You still didn’t hear what i have said. I said make NO adjustments to the parameters. I simply said show what the results of the birth stats are given the parameters that you have originally proposed. One generation is equal to one round of N draws. Apparently that takes about 1000 rounds in a population of 1000, so let’s see how representative our generations really are.
phoodoo,
“Silly” is rather subjective. Consider the following statement:
That seems “silly” to me, but it is true, and leads to this observation:
Something you were originally convinced could never happen, viz (Jan 7):
Allan, Joe and others have explained the math to you – the behavior of these models is well understood. Personal incredulity is not evidence.
And phoodoo,
Allan has provided you with his results. For example
You are only going to believe this if you run it yourself.
Do you have Excel?
phoodoo,
You said this.
I said this:
Apart from pretty obviously, I meant their great3 grandchildren, not someone else’s (!) I’d say my response is exactly what you said; your later statement a clear misunderstanding of mine. And, either way, dogs.
Let the onlookers decide!
Ok, so when are you going to show the complete results?
Write your own sim, find out?
DNA_Jock,
Of course, you don’t have to run anything to get that particular result. For a probability of 1/N, a given trial has (N-1)/N of it not occurring. In this case, death. For N trials, it’s ((N-1)/N)^N, which happens to converge on 1/e for large N. You’ll survive N deaths 36.7% of the time, 2N deaths 36.7 * 36.7 = 13.5%, etc etc. The result, merged with the probabilistic nature of a new generation of descendants being created in any given N, is that the vast majority of these organisms don’t produce more than ‘a few’ generations of descendants before expiring.
I have not asked anyone to explain the math. You are free to make up your own mind about what you feel is an acceptable level of variation.

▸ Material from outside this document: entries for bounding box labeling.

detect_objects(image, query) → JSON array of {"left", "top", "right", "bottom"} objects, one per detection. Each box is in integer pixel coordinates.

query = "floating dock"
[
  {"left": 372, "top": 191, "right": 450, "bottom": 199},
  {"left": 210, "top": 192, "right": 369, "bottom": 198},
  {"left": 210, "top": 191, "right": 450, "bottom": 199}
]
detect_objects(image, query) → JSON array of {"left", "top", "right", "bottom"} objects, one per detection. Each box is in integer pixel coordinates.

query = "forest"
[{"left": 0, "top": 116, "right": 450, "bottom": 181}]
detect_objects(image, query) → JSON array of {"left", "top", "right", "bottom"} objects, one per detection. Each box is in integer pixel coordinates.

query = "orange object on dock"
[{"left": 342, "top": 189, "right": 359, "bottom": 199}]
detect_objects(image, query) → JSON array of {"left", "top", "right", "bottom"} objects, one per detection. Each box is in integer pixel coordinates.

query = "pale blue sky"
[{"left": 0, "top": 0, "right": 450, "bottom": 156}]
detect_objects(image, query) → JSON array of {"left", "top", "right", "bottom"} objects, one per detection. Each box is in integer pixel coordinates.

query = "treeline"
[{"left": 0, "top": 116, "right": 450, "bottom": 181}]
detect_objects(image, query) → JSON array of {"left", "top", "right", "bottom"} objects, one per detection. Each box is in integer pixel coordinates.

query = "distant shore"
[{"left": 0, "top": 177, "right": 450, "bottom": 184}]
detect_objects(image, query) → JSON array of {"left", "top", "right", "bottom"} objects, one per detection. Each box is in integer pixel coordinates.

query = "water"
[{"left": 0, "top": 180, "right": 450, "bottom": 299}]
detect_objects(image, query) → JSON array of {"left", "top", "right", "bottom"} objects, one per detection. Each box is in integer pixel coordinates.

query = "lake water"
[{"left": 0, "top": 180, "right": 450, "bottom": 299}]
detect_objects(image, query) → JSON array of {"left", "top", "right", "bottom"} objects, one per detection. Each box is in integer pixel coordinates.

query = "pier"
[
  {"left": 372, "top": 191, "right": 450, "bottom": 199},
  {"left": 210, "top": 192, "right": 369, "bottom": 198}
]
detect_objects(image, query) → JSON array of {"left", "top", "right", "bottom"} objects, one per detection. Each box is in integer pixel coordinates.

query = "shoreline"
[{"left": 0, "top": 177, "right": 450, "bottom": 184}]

Until someone shows the completed stats of each generation as I have explained, just claiming the math is good is pointless. You people seem to spend a whole lot of time making assertions about the value of your formulas, instead of just presenting the data and letting anyone see how good it looks.
phoodoo,
When you tell me whether you’ve got the frigging environment! DO YOU HAVE EXCEL? I’d far rather you ran it yourself. (And … I have a life! I’m not here at your beck and call).
I didn’t make the extraordinary claims And besides Allan has already stated that many people have already done so, including him, so why is he so shy about just showing the raw data?
You have a life? You claim you have already done it, so what’s so hard about just showing what you have done?
phoodoo,
You can just copy and paste the data right here, why would anyone need Excel. The data isn’t just for me, its for all to see and judge for themselves how realistic it is. .
How will you judge that? You must already have an idea of what “realistic” entails or how can you make that judgement?
So, please explain what a realistic set of results would look like then we can compare them to the actual results.
What extraordinary claims, specifically?